Spec Kit supports two install routes:

  1. Install from source (GitHub) — the recommended route, pinned to a release tag.
  2. Install from PyPI — install the published specify-cli package with your usual Python tooling.

Install once and use everywhere. Replace vX.Y.Z with a release tag from Releases — keep the leading v (for example, v0.12.11, not 0.12.11):

[!NOTE] The command below requires uv. If you see command not found: uv, install uv first.

bash
uv tool install specify-cli --from git+https://github.com/github/[email protected]

Then initialize a project:

bash
specify init <PROJECT_NAME> --integration copilot

Install from PyPI

Spec Kit is also published to PyPI as specify-cli, so you can install it with your preferred Python package manager without referencing the Git URL:

bash
# Using uv (recommended)
uv tool install specify-cli

# Or using pipx
pipx install specify-cli

# Or using pip
pip install specify-cli

To install a specific release, pin the version — for example uv tool install specify-cli==0.12.11. See the PyPI installation guide for details, including how to upgrade.

One-time Usage

Run directly without installing — see the One-time usage (uvx) guide.

Alternative Package Managers

Specify Integration

Interactive terminals prompt you to choose a coding agent integration during initialization.
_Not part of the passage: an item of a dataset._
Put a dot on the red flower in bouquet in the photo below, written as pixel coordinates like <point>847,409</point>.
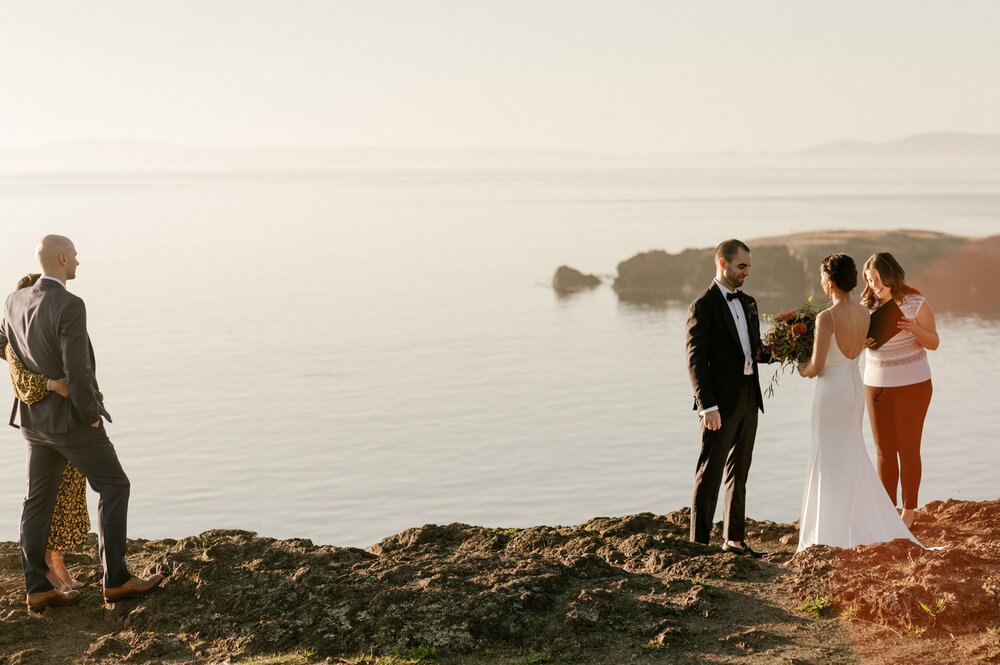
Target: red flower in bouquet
<point>790,339</point>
Non-interactive sessions, such as CI or piped runs, default to GitHub Copilot unless you pass --integration.

You can proactively specify your coding agent integration during initialization:

bash
specify init <project_name> --integration claude
specify init <project_name> --integration gemini
specify init <project_name> --integration copilot
specify init <project_name> --integration codebuddy
specify init <project_name> --integration pi
specify init <project_name> --integration omp

Specify Script Type (Shell vs PowerShell)
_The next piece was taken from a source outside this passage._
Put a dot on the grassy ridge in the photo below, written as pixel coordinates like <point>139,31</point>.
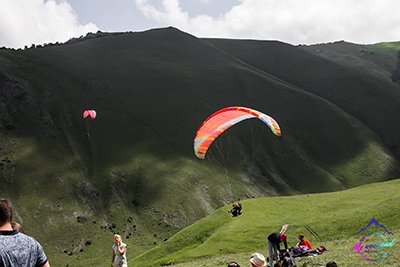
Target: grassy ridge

All automation scripts now have both Bash (.sh) and PowerShell (.ps1) variants.

Auto behavior:

  • Windows default: ps
  • Other OS default: sh
  • Interactive mode: you'll be prompted unless you pass --script

Force a specific script type:

bash
specify init <project_name> --script sh
specify init <project_name> --script ps

Ignore Agent Tools Check

If you prefer to get the templates without checking for the right tools:

bash
specify init <project_name> --integration claude --ignore-agent-tools

Verification

After installation, run the following command as a local version/runtime check:

bash
specify version

This confirms that the specify command is available and reporting the expected version. It does not prove whether that executable came from PyPI or GitHub.

Stay current: Run specify self check periodically to learn whether a newer release is available — it is read-only and never modifies your installation. When you are ready to upgrade, follow the Upgrade Guide.
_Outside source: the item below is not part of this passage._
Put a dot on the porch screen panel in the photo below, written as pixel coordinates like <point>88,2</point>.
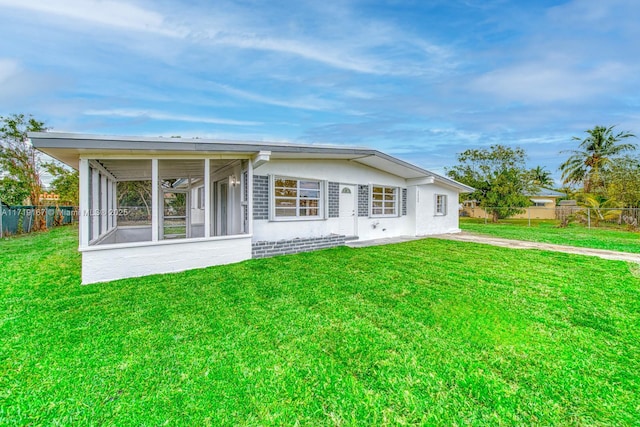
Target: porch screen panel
<point>181,214</point>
After initialization, you should see the following commands available in your coding agent:

  • /speckit.specify - Create specifications
  • /speckit.plan - Generate implementation plans
  • /speckit.tasks - Break down into actionable tasks
  • /speckit.implement - Execute implementation tasks
  • /speckit.analyze - Validate cross-artifact consistency
  • /speckit.clarify - Identify and resolve ambiguities
  • /speckit.checklist - Generate quality checklists
  • /speckit.constitution - Create or update project principles
  • /speckit.converge - Assess codebase against artifacts and append remaining tasks
  • /speckit.taskstoissues - Convert tasks to issues

Scripts are installed into a variant subdirectory matching the chosen script type:

  • .specify/scripts/bash/ — contains .sh scripts (default on Linux/macOS)
  • .specify/scripts/powershell/ — contains .ps1 scripts (default on Windows)

Troubleshooting

Enterprise / Air-Gapped Installation

If your environment blocks access to PyPI or GitHub, see the Enterprise / Air-Gapped Installation guide for step-by-step instructions on creating portable wheel bundles.

Git Credential Manager on Linux

If you're having issues with Git authentication on Linux, see the Air-Gapped Installation guide for Git Credential Manager setup instructions.